In the fairy tale, it is the big bad wolf who blows houses down. In real life, big bad wolves tend to take the form of lax lenders and easy credit, inflating prices rapidly so that a pop is inevitable. Alas for Japan, this time round there was barely enough time to say “bubble” before prices went into reverse. That is partly down to ripples from the global credit crunch, and partly down to over-zealous regulators.
Spooked by memories of the more protracted 1980s bubble and subsequent collapse, regulators were quick to nip any incipient signs of a bubble.
“We barely had the peak when we went over the side,” says Christian Mancini, chief executive officer of Savills Japan, the property services company. “So opportunistic groups are already steaming back into the market waiting for the blood on the streets.”
Some blood has already been spilt. This year has been marked by a string of bankruptcies, slews of empty apartment blocks, a bombed-out real estate investment trust market and the commercial mortgage backed securities (CMBS) market skidding to a virtual halt.
But the sense of crisis is tempered. Japan’s blue chip landlords are still sitting pretty, especially in prime central Tokyo where rents remain on the rise. “The major real estate companies – who seem to be immune from the credit crunch – and overseas funds continue to actively invest, particularly in A-class properties,” writes UBS real estate analyst Toshihiko Okino. “However, we note that the vast majority of transactions in the market are in B-class and C-class properties, and the liquidity of these properties is declining due to the credit crunch.”
The question, as Mr Mancini notes, is whether the would-be buyers can avail themselves of cash to do so. Most observers reckon cash will not be forthcoming in the immediate future. Tom Ito, co-head of investment banking at UBS says: “I don’t see additional liquidity coming into the real estate market in the form of debt. Banks are not lending. No way are foreign financial institutions going to lend either.”
However, there are glimpses of light. Lone Star, the US private equity firm that swooped on distressed assets after the bubble burst, acquiring golf courses and financial institutions, is now planning to extend loans for real estate. The plans, not yet publicly announced, entail extending mezzanine loans to property buyers – helping plug at least one gap in the market. However, senior debt remains an issue.
Encouraged by the Financial Services Authority, which was eager to avoid another bubble, banks have been retreating from real estate. They have been giving a particularly wide berth to real estate investment trusts (Reits) and small and medium-sized developers, bankers say.
Carnage on the $36bn J-Reit sector is even more pronounced – the market capitalisation has almost halved since the peak – and the chief salvation, consolidation, remains a distant hope. Consolidation, either through mergers and/or privatisations, would help improve economies of scale and weed out weaker companies.

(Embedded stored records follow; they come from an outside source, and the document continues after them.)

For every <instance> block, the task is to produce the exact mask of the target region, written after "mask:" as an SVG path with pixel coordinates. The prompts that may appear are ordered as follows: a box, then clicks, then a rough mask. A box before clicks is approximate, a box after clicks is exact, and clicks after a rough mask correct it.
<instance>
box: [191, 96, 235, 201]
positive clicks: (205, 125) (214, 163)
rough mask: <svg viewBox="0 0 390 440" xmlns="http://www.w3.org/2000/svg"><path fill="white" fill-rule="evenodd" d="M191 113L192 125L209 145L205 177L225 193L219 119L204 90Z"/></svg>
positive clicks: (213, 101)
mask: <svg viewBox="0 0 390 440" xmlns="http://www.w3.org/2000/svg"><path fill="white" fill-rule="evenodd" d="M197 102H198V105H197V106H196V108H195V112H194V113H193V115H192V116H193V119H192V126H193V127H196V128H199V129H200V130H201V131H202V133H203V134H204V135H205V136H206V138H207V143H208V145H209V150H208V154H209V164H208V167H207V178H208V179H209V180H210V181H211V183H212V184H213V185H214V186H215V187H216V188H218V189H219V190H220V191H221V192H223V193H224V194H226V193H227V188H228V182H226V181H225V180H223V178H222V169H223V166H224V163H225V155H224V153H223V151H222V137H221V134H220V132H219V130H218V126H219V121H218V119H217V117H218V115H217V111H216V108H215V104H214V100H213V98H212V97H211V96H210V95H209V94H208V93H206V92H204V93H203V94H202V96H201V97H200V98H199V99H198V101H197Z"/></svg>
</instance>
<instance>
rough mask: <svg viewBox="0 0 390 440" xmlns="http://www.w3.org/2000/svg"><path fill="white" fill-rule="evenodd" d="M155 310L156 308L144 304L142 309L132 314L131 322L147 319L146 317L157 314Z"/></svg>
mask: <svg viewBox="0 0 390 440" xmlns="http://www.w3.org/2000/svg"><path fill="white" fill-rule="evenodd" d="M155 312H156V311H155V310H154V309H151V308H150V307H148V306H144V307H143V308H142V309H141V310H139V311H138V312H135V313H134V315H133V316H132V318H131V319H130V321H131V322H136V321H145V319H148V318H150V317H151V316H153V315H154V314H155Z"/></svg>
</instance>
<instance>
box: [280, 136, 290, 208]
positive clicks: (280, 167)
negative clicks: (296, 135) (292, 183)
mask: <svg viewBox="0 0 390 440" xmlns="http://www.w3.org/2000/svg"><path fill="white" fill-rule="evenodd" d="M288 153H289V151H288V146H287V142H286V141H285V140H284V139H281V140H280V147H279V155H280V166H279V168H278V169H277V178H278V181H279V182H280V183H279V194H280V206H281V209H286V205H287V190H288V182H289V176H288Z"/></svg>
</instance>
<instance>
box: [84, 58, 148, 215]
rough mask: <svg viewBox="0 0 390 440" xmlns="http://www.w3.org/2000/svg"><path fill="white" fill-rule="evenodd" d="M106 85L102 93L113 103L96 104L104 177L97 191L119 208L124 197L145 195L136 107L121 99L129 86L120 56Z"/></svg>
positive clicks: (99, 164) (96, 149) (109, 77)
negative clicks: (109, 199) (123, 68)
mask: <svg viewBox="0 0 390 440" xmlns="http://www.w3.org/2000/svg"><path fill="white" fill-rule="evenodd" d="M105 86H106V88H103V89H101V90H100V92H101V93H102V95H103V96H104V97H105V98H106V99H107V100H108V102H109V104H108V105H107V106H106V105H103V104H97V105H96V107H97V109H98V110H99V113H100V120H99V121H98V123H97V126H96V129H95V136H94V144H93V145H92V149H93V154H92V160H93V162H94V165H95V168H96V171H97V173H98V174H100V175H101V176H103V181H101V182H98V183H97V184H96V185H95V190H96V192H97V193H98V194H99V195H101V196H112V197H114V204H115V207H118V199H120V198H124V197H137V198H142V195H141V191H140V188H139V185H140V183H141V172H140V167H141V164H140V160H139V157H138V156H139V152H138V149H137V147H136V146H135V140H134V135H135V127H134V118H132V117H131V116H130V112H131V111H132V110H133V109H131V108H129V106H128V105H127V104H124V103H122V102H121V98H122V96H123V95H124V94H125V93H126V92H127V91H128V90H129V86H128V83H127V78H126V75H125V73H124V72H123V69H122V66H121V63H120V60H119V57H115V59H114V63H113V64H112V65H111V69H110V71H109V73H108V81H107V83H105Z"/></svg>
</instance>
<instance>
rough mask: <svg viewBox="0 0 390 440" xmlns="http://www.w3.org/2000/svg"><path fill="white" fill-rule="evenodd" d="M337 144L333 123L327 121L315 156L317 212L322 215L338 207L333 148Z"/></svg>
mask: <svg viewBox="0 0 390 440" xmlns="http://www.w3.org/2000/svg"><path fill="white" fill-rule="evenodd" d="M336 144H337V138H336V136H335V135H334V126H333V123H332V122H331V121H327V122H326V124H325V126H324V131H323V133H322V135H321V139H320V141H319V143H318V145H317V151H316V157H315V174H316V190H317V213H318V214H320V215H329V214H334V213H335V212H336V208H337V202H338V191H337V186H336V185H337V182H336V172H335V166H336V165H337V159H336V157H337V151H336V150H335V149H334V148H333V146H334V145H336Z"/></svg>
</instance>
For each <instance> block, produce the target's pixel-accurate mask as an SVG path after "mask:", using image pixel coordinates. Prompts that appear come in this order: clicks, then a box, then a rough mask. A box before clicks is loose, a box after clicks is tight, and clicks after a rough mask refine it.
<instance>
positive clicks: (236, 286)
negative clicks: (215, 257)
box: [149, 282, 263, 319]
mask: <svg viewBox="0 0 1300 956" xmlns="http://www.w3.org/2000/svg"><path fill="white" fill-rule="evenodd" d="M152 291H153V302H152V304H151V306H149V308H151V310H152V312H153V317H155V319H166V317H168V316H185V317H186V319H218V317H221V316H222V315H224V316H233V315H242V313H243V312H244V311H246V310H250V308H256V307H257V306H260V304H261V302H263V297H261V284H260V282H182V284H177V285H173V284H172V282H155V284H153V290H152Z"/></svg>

However, companies cite three hurdles to be overcome before the sector can begin consolidation. First, regulators have no interest in seeing mergers: the Financial Services Agency wants to grow, not shrink, the market. Equally the Tokyo Stock Exchange wants to encourage more listings, not facilitate de-listings. Finally, tax benefits disappear under mergers.
Hitoshi Sumiya, a partner at Baker & McKenzie’s Tokyo office, says the way Reits are structured compounds the problem. J-Reits have external managers, meaning that any merger involves four parties – two managers and two funds. “So, in any acquisition, you must acquire shares in the J-Reit and the manager,” he says. Since the latter are not listed, it is easy for a reluctant manager to rebuff suitors. A buyer managing to tick all these boxes must still win over a majority of shareholders.
On the tax side, waivers that are part and parcel of the Reit structure are suspended once any shareholder owns more than 50 per cent. “These are quite big hurdles, and so there has been no precedent,” says Mr Sumiya. Reit operators argue that these hurdles are preventing Japan from responding to the downturn as would be the case in other markets. J-Reits are massively under-valued, trading steep discounts to net asset value, although dividend yields are upwards of 9 per cent, well above the 1.5 per cent or so available on 10-year Japanese government bonds.
Economies of scale would help: fixed costs of about $2m a year make it hard for smaller companies to operate, says Daniel Kerrigan, CEO at Prospect Asset Management. Until the issues of Reits consolidation and funding are resolved, prices are likely to trade sideways at best.
Optimists reckon the market is close to its trough. But with vast amounts of debt falling due and vacancy rates edging upwards, the chances are that more property is about to come on the market first. Would-be buyers are likely to wait a while before pouncing.